Forty Hours

You cannot teach a man anything. You can only help him discover it within himself. - Galileo Galilei

Wednesday, March 02, 2011

Android App Saves You Taxi Booking Fees

Android app just one of many developed by Temasek Polytechnic students. OO GIN LEE reports

android app taxi booking fees
-- PHOTOS: TEMASEK POLYTECHNIC

Five Temasek Polytechnic students have created a smartphone app that lets commuters get a cab without having to pay the usual booking fees.

Running on Android devices, this passenger-to-cab matching app lets users hunt for cabs in the vicinity and allows cabbies to find them as well.

Called Virtual Hailing, it overlays the location information of both caller and cab over Google Maps. Passengers and taxi drivers have slightly different versions of the app, which can be customised.

Passengers and cabbies looking for a match simply press an icon on the app to broadcast their respective locations on the shared Google Maps interface. Cab drivers can then view the exact locations of each passenger on Google Maps as an icon and vice versa. Either party can initiate a connection by simply tapping on an icon.

If the passenger initiates the link, then the cabbie has to tap to accept. Once accepted, both parties will see a line on the map which tracks the movement of the cab as it reaches the passenger. This way, a passenger gets a real-time view of the exact location of his hailed cab until it arrives.

There is also a feature in the app which tells cabbies which are the top five locations where the most passengers have initiated a virtual hail in the past week.

Group leader of the Virtual Hailing app team Benson Poh, 21, said: 'This helps cab drivers decide where to drive to if they want the best chance of getting passengers.' He added that there is a community rating system to blacklist the pranksters and errant cab drivers who do not show up.

Virtual Hailing is the final year project for Mr Poh and his friends, who are pursuing the Diploma in Business Information Technology full-time.
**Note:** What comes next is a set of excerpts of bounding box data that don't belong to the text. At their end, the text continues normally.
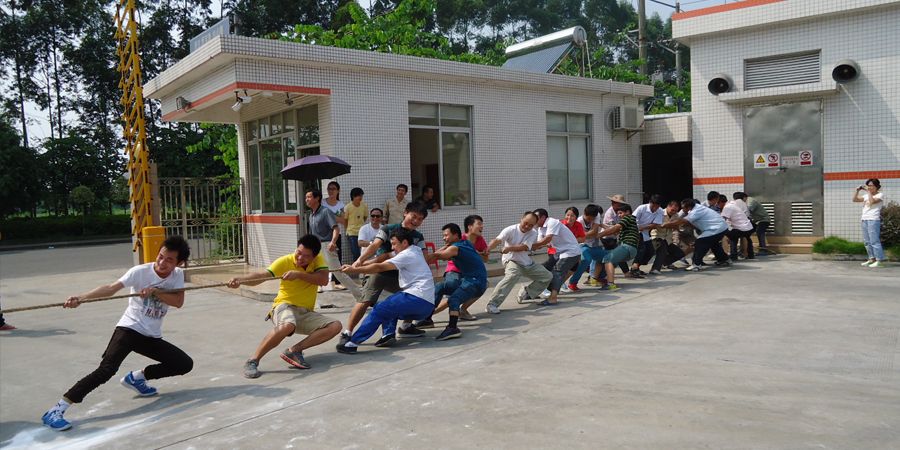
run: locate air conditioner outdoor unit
[611,105,644,131]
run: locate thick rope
[0,277,277,314]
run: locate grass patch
[813,236,866,255]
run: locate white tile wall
[229,59,641,265]
[675,0,900,240]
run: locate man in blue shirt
[663,198,730,272]
[425,223,487,341]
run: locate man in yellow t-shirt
[228,234,341,378]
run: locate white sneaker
[516,287,534,305]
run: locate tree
[0,113,42,218]
[69,184,96,216]
[39,130,112,215]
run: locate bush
[0,215,131,243]
[813,236,866,255]
[881,202,900,248]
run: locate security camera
[831,59,859,83]
[706,73,734,95]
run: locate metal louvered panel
[791,202,813,235]
[760,203,775,234]
[744,50,822,90]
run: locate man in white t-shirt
[337,227,434,354]
[628,194,665,277]
[485,211,553,314]
[719,194,754,261]
[357,208,384,248]
[41,236,194,431]
[531,208,581,306]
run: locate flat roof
[672,0,900,45]
[144,35,653,99]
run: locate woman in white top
[853,178,884,267]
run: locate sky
[25,0,735,145]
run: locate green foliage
[279,0,501,65]
[0,215,131,244]
[813,236,866,255]
[0,114,42,218]
[69,185,96,216]
[187,123,240,179]
[881,202,900,248]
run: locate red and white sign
[800,150,812,166]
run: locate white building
[672,0,900,241]
[144,35,653,265]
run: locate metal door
[743,100,824,236]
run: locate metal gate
[159,178,245,266]
[744,101,824,236]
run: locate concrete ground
[0,248,900,449]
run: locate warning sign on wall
[753,153,766,169]
[800,150,812,166]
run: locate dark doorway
[641,142,694,201]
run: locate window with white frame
[245,105,319,213]
[409,102,473,207]
[547,112,591,201]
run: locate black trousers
[691,231,728,266]
[725,229,753,261]
[65,327,194,403]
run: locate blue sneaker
[41,409,72,431]
[122,372,156,397]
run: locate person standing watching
[853,178,884,267]
[384,183,409,225]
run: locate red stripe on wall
[163,81,331,122]
[244,214,300,225]
[694,177,744,185]
[672,0,784,20]
[825,170,900,181]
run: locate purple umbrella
[281,155,350,181]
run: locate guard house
[672,0,900,243]
[144,34,653,266]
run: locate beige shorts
[269,303,335,334]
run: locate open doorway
[641,142,694,202]
[409,128,441,199]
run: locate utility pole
[638,0,647,75]
[675,2,682,88]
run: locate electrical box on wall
[610,105,644,130]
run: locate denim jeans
[544,255,581,292]
[862,219,884,261]
[569,245,606,284]
[434,272,487,311]
[350,292,434,344]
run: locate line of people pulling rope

Mr Poh said the idea for the app came about because his team mates were often late for group meetings.

'I would call them and they would always say they could not find a cab and they did not want to pay the booking fee,' he said.

'So we decided to solve the problem ourselves and get marks for it too.'

The students will be graduating later this year and hope to commercialise their app after that.